Posts made by TS79 | XCP-ng and XO forum

TS79

@yzgulec as people have rightly said above, no hard and fast rule. But when it comes to sizing compute for mixed workloads (or unknown workloads) I have used a 1:4 (pCPU:vCPU) contention ratio.

I also try and size 2GB of memory per vCPU (so 8GB RAM per pCPU), and with this 'rough guide' I find that my CPU and memory consumption scale nicely.

Obviously it gets difficult when someone has a workload that needs very low CPU but high memory (e.g. I've seen a 2-core VM with 64GB memory) and conversely high CPU and low relative memory (e.g. 8-core VM with 4GB RAM)... but these are typically exceptions.

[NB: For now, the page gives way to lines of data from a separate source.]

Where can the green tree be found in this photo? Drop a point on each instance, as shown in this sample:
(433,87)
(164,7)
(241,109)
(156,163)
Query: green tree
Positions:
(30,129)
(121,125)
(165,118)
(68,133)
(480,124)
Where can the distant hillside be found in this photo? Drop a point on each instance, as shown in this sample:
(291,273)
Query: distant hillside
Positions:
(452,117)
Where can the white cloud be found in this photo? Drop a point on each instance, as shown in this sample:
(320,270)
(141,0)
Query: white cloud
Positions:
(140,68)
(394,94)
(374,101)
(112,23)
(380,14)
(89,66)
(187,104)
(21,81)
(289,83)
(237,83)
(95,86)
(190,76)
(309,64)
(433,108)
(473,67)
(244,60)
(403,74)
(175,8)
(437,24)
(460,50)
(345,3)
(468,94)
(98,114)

Please share your decisions and build configs here, I'd be interested to see how it worked out in terms of compute:memory, costs, etc.

TS79

@archw

Hi. The only input I have is around your first question.

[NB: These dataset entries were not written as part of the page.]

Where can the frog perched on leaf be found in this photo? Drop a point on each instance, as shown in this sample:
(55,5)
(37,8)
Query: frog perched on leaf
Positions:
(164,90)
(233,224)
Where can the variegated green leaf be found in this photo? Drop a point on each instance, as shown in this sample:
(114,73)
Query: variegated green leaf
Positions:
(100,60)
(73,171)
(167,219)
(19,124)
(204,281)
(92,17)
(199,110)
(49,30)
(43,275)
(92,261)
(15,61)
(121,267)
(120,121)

When anything stores multiple smaller files (especially thousands of files per GB of data), you will have filesystem overhead on your storage device (backup target) and 'wasted space'. This could mean that a lot of additional capacity will be used up, and if you're already near capacity, that problem could scale up to where it becomes a big problem.

As a dumbed-down version using round numbers, for example:

on a filesystem with 4K block size, a 1-byte file (e.g. a TXT file with the letter "a" in it) will consume 4K of disk capacity.
If you scale this up to a thousand files, you are consuming 4,000,000 bytes of disk capacity, with only 1,000 bytes of data.

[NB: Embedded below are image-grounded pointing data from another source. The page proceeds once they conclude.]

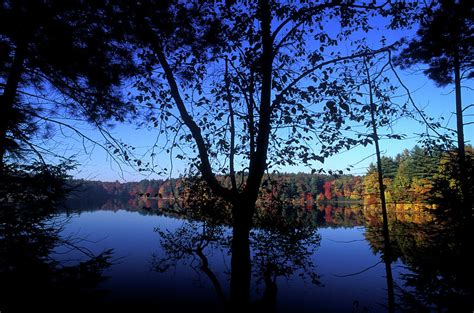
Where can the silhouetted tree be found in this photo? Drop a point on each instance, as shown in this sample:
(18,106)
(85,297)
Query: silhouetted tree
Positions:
(241,80)
(62,58)
(444,42)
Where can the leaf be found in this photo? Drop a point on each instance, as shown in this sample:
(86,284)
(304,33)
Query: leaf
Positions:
(344,106)
(331,105)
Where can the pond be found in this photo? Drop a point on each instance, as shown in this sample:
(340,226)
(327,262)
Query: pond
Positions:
(116,256)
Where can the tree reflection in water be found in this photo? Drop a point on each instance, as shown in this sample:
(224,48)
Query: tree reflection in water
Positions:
(33,271)
(437,272)
(263,254)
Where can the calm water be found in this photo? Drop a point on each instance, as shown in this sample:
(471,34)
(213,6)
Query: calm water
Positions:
(163,261)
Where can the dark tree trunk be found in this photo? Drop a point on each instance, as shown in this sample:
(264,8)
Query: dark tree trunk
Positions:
(258,163)
(460,132)
(241,262)
(7,100)
(387,253)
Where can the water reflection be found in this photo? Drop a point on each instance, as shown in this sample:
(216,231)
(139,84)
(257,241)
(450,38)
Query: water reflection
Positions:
(40,267)
(261,255)
(437,263)
(319,258)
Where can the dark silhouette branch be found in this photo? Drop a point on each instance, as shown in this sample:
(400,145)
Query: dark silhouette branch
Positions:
(205,166)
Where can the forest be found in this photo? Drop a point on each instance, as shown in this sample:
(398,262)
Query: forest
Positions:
(413,176)
(296,155)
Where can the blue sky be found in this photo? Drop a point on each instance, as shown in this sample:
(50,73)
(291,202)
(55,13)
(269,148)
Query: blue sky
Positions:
(436,102)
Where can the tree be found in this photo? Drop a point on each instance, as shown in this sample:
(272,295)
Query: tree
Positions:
(250,86)
(59,57)
(444,43)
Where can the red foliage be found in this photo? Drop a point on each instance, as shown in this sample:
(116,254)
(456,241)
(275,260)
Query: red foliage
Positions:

Also, if you are using any other apps/utils to scan, monitor, or sync at the filesystem level (for example a sync tool, or anti-malware, or checksums) - it will need to process many thousands of files instead of just a hundred or so. This will add latency to processing files.

Again, depends on scale, so another round-number example:

assume an app/util needs 200 milliseconds to open and close each file per operation
if you have 100 files, you have 20 seconds of 'wait time'.
If you have 1,000,000 files, you are looking at about 55 hours of 'wait time'.

Not a very realistic example, but just something to be aware of when you explode data into many, many smaller file containers.

TS79

@Andrew said in All drop-down options are empty:

XO install video

thanks Andrew - 100% agree
Tom's video is the exact one that introduced me to the ronivay script, which is what I've used for all XO-from-source installs without problems.

TS79

@manilx Sorry, I haven’t played around with sequences and retention yet, so I can’t help… Still learning But I’ll try play with it on the weekend and if I find an answer I’ll post here.

TS79

@manilx Hi - I can answer this quickly as was just helping someone else with mirror backups. Always check the official doc But yes, you will need to create a mirror job for replicating full backups, and another mirror job for replicating incremental backups.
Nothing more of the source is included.